Os limites têm limites
  • Ser mãe de 2 com a diferença de 10 anos me mostrou o quanto eu mudei.
    Mães de primeira viajem quase sempre tende a “penar” um pouquinho, principalmente mães jovens assim como eu fui aos 19 anos.
    Em especial a mim, eu não tinha muita paciência com as pirraças da Nick (minha primogênita) e nem tinha maturidade e conhecimentos para saber analisar qual era o problema dela, e isso trouxe um grande desgaste a toda a família.
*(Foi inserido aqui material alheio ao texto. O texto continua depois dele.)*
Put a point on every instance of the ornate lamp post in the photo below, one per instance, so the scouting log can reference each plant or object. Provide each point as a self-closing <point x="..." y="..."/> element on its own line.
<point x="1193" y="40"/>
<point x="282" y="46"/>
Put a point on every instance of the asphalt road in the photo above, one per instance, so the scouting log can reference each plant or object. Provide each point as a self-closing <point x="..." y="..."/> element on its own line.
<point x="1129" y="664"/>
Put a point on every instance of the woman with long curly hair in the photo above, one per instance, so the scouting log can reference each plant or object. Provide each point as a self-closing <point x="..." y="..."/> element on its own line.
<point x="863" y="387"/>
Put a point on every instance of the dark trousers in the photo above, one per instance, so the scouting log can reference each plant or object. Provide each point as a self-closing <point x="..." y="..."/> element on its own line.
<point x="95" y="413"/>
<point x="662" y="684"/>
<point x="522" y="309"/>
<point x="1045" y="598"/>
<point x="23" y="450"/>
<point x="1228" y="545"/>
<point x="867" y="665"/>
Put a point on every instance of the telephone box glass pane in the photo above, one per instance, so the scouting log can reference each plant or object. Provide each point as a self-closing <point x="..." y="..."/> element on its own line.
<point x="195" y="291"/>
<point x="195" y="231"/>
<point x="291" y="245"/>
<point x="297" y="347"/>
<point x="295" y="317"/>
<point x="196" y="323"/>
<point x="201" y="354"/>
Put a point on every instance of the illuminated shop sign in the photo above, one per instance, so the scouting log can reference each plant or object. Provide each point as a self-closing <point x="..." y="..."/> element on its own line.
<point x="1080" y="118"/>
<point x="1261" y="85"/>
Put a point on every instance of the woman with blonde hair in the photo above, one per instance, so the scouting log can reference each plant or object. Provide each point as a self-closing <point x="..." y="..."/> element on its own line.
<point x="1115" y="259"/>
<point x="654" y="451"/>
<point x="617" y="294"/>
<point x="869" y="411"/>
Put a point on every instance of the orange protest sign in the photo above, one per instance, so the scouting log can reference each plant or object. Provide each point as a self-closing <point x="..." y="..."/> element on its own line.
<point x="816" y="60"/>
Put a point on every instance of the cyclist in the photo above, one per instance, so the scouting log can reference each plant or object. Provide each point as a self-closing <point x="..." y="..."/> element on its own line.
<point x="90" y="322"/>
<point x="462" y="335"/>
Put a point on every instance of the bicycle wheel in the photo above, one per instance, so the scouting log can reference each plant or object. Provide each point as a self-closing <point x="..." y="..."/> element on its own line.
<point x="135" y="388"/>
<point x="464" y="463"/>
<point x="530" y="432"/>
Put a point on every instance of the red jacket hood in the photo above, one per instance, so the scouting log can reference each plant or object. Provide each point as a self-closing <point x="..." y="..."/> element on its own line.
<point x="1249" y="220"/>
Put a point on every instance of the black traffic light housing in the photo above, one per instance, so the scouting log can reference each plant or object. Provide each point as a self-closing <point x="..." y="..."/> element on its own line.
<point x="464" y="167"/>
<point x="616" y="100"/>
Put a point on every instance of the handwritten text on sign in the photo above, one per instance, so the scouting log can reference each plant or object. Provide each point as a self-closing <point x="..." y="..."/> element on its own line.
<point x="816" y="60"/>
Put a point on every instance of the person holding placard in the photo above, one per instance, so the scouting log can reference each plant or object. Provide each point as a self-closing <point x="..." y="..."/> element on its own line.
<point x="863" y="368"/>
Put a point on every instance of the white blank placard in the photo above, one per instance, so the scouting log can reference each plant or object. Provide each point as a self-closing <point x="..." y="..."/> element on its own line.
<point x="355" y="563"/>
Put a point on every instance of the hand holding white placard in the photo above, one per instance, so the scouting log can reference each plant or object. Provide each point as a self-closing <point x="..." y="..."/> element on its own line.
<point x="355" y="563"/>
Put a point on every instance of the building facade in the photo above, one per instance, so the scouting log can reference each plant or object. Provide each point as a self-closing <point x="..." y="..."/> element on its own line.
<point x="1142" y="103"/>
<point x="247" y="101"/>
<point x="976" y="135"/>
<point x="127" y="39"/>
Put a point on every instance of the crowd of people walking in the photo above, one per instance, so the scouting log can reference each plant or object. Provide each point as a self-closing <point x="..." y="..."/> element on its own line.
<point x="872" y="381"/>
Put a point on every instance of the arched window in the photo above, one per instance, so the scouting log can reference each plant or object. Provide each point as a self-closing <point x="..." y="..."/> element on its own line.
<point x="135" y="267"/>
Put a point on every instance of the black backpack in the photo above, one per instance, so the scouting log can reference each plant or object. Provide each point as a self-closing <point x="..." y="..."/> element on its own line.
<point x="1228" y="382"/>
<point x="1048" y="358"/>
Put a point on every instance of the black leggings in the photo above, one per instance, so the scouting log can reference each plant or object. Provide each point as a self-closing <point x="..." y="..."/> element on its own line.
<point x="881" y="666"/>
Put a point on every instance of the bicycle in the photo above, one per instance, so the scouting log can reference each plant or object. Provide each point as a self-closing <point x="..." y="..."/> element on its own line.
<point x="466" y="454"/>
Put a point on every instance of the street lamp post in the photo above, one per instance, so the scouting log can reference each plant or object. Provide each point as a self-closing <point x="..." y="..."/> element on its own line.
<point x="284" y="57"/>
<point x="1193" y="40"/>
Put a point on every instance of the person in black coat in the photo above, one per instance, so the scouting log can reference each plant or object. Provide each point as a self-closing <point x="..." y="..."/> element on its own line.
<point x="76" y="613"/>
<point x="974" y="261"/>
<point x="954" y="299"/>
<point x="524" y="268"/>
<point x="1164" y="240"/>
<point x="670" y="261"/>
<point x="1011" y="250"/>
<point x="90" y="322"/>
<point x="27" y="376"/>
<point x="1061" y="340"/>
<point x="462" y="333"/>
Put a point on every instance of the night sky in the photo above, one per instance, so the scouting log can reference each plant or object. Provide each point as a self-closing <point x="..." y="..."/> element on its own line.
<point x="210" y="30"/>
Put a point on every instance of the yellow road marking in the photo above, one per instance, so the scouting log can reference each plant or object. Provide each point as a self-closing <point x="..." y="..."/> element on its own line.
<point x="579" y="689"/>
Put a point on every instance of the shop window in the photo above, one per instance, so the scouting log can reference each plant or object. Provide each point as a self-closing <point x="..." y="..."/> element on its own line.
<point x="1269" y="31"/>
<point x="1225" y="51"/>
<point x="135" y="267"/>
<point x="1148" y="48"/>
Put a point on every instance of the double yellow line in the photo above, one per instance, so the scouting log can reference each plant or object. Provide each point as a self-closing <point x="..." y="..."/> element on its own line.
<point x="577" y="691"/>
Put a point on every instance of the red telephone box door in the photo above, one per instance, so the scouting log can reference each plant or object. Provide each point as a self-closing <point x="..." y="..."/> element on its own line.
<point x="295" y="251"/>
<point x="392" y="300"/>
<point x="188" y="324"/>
Eram noites e mais noite de pirraça, eram muitos “nãos” desnecessários e muita culpa, pra variar né?

    10 anos depois, com a chegada do Felipe muitas coisas mudaram, hoje os meus “limites” tem “limite”, penso e reflito antes do “não” do “sim”, dos berros, ou seja, hoje sou mais leve, mas apesar de toda essa “maturidade” eu ainda piro rs, sim, ainda tenho meus momentos de surto, afinal hoje tenho uma pré-adolescente e uma criança da fase dos 2 a 3 anos então....rs

    No entanto, hoje quando vejo a Nick limitando o Felipe, me lembro de mim enquanto a criava, são tantos, “não pode isso”, “não pode aquilo”, “para”, “fica quieto”, dai eu pergunto a ela: “ e o que que ele pode minha filha? Ele pode respirar pelo menos” rsrs

    Aproveito esses momentos para ensiná-la as formas corretas de agir nesses casos.
    Ex: “Felipe, não pode isso, mas pode aquilo, você quer?
    “Felipe, não pode colocar isso na boca porque isso não é de comer, mas ‘isso’ pode (frutas ou qualquer outra coisa comestível).
    E por ai eu vou [RE]ensinando a ela, em como amar de forma compreensível e respeitosa.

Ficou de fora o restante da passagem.